To some extent, Professor Nunez can also apply these verses to her own life, particularly to her experience as a writer. Although Professor Nunez insists that she writes for all audiences, she notes that publishers have at times seemed intent on branding her work as African-American or Caribbean-American fiction. Her previous publisher, Ballantine Books, released her first four novels under the company's African-American imprint. When those books, which featured black characters and Caribbean settings, earned acclaim from readers and reviewers of mainstream literary fiction, the publisher printed Professor Nunez's fifth novel, Prospero's Daughters (2006), under the company's main imprint. It became her most commercially successful book.
Anna's experience is related. Her parents are proud that Anna is a senior editor at the prestigious Windsor Books. Yet Anna is too ashamed to tell them that she actually edits novels published under Windsor's label for writers of color, and that her boss dismisses some of these books as "street lit" or "ghetto lit." When, at her parents' house, Anna reads a literary manuscript that contains none of the stereotypes stripped from pop culture that fill the "street lit" genre, she knows that winning her boss's approval for this novel will be almost impossible: "This is the essence of racism, Anna thinks, this refusal of people to see themselves in the lives of others whose skin color is different than theirs."

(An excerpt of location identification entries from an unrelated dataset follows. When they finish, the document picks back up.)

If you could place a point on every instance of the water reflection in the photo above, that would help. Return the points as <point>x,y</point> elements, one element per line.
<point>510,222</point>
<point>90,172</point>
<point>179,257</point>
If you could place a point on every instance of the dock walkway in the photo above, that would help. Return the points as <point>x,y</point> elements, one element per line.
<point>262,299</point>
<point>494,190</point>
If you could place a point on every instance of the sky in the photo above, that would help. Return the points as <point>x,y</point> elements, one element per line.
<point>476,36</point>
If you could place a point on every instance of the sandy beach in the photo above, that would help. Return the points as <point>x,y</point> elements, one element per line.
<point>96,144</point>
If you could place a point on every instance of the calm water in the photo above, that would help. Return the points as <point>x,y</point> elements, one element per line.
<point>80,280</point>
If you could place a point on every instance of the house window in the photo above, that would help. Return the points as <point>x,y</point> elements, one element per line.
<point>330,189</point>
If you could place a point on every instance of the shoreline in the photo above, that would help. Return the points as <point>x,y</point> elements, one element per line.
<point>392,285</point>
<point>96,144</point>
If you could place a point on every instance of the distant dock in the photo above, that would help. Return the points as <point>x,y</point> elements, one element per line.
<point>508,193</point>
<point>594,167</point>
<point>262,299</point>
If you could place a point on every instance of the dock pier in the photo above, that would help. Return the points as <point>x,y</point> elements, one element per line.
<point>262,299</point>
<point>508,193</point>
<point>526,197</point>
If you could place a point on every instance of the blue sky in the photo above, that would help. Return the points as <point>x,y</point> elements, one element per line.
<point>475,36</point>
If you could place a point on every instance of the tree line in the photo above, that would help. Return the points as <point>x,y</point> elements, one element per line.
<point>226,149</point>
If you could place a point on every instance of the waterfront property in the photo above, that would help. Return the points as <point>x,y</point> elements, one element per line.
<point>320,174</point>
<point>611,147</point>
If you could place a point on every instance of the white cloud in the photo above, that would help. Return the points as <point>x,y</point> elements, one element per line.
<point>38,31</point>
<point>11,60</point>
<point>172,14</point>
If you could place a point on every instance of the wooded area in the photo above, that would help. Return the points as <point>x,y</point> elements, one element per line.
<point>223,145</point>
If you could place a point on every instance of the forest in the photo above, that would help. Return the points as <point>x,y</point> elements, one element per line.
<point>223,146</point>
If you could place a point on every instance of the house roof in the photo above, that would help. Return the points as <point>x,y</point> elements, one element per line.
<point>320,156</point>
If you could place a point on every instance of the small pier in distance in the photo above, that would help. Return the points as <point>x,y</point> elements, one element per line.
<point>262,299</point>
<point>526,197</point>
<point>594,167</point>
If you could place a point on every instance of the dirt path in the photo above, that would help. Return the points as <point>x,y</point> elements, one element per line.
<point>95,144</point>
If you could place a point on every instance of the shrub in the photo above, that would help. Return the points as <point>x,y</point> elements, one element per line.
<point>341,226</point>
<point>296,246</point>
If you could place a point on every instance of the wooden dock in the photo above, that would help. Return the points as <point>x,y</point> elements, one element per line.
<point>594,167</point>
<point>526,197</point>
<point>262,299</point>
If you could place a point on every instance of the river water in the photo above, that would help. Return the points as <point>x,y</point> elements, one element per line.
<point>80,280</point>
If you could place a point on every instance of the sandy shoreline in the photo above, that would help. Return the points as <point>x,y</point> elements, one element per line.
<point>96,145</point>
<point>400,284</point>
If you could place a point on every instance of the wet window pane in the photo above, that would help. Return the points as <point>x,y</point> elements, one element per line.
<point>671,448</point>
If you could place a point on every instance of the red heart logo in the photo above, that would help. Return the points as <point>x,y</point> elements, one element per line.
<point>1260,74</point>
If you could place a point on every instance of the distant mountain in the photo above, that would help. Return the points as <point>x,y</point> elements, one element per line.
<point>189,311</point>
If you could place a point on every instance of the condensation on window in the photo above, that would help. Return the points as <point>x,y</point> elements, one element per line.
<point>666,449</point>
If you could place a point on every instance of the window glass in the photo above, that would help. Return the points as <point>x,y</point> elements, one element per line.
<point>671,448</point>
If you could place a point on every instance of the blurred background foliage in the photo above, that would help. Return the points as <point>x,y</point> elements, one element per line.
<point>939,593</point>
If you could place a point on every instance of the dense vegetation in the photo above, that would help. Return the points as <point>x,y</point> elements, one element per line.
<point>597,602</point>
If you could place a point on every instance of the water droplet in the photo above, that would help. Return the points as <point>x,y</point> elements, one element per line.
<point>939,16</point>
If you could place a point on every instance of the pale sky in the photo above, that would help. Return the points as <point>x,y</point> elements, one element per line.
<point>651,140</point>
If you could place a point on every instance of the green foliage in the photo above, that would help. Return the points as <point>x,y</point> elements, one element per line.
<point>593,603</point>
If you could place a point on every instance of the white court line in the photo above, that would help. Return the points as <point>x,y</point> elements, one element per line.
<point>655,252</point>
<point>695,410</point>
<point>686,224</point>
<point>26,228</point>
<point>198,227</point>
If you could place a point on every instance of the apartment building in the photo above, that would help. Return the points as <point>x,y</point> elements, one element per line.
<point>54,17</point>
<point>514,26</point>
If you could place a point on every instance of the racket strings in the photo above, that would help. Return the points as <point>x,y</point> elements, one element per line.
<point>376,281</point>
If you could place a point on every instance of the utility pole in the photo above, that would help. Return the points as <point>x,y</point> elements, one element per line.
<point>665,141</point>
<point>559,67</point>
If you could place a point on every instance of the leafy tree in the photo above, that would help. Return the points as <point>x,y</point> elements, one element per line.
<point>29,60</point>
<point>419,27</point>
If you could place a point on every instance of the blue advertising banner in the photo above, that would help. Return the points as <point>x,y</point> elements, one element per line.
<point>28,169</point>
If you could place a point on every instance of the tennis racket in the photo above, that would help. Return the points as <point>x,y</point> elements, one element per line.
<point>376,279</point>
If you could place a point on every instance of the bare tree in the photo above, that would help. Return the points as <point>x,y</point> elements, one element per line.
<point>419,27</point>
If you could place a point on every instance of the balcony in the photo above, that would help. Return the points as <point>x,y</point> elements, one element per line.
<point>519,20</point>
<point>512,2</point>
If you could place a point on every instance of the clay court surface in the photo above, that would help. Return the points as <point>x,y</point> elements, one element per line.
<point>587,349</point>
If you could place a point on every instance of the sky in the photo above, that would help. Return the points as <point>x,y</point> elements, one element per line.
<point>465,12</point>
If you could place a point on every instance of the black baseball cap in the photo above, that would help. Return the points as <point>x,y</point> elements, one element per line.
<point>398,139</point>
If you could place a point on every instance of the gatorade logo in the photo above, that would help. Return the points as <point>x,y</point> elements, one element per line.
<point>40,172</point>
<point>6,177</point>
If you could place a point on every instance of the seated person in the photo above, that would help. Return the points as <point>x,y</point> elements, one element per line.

According to Professor Nunez, race-based publishing categories (even subtly racial categories like "street lit") limit authors of color. She wonders if isolating black authors into race-specific categories implies that their audiences must also be black. Because these categories are rife with commercial "street lit" books, writers of color with more literary ambitions can find it challenging to locate artistic role models. Nunez herself recalls that as a young girl who wanted to write, she could discern few Caribbean women who wrote the kinds of books she enjoyed. If not for the generosity of her mentors--notably, the writer John Oliver Killens--her only role models might have been writers whom she studied in her literature classes, like Jane Austen, brilliant authors whose experience nonetheless seemed far-removed from that of a Trinidadian girl who longed to write and publish novels.
Role models are important, Nunez believes, because writers are "always working against a lack of confidence." Nunez told me that successful authors ought to feel responsible for undiscovered talent. From finding new authors for anthologies to co-founding the National Black Writers. Conference at Medgar Evers College, Nunez strives to support up-and-comers whom other writers might treat as competition. She also mentors young writers through her teaching, although she recognizes certain limitations: "I can teach the craft of writing," she said. "But the best teachers for writers are books." Still, as teachers go, Elizabeth Nunez is indeed distinguished, as are the many books bearing her name on their covers.